En résumé, l'algorithme ne demande pas seulement : "qui a gagné ?", mais bien : comment ce joueur a-t-il imposé son tennis ? Cette nuance change tout. Dans un match spectaculaire, les joueurs n'obtiennent pas automatiquement une note monumentale. Le système valorise avant tout la propreté d'exécution, la constance, la froideur tactique et la réduction maximale des points donnés. Une bataille épique de cinq sets peut ainsi être moins bien cotée qu'une démolition clinique d'une heure si, statistiquement, cette dernière frôle la perfection.

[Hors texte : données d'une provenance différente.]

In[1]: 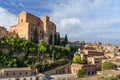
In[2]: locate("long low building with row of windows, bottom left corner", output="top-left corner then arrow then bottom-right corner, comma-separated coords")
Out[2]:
1,67 -> 36,78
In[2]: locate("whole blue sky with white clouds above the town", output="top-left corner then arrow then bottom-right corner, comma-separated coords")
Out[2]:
0,0 -> 120,44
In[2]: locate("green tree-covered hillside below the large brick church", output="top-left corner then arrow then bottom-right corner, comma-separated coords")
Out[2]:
0,36 -> 73,72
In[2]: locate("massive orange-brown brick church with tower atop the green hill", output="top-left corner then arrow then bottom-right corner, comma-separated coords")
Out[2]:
10,11 -> 58,42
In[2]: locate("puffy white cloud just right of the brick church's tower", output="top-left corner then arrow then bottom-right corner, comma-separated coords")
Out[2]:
59,18 -> 82,37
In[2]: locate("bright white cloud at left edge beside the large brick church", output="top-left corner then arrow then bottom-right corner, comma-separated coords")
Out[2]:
0,7 -> 17,30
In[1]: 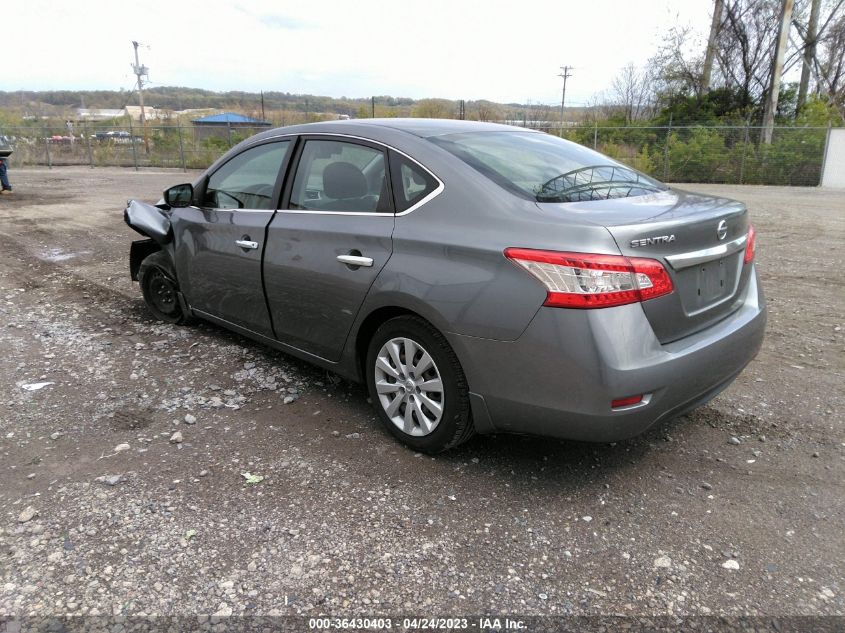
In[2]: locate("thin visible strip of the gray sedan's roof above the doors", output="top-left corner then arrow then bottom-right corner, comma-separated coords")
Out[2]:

Le meilleur exemple est récent. En finale du Masters 1 000 de Madrid, Jannik Sinner a écrasé Alexander Zverev 6-1, 6-2 en 57 minutes et a reçu un ahurissant 9,79, présenté comme la plus haute note jamais enregistrée depuis la création du système. Une traduction mathématique de ce que l'œil humain percevait déjà : il ne s'agissait plus simplement d'une victoire mais d'un match quasiment sans faiblesse identifiable.
À terme, cette note pourrait bien transformer la manière de lire le tennis. Le score dira toujours qui a gagné. L'ATP Tennis Insights, lui, commence à raconter avec quelle pureté et grâce à quelles armes.
La bonne santé de Blockx, le déclin de Goffin
Pour vérifier si la réalité du terrain correspond à celle des statistiques, on a regardé les notes obtenues ces dernières semaines par deux opposés. D'un côté Alexander Blockx, qui s'est frayé un chemin dans le top 40 et David Goffin, qui glisse lentement mais sûrement vers le top 300. À Madrid, où il a atteint les demi-finales, l'Anversois a reçu les cotations suivantes : 7,73 contre Zverev, 8,53 contre Ruud, 7,41 contre Cerundolo, 8,04 contre Auger-Aliassime, 7,74 contre Nakashima et 7,25 contre Garin. Soit des valeurs supérieures, sauf contre le Chilien, à la moyenne du circuit.
Depuis le début de l'année, le Liégeois, par contre, n'a réussi qu'à deux reprises à atteindre le 7/10 : 7,05 contre Schwaerzler à Lille et 7 face à Zeppieri à Pau. Toutes les autres notes oscillaient entre 5,70 et 6,75. Les chiffres rejoignent donc la réalité.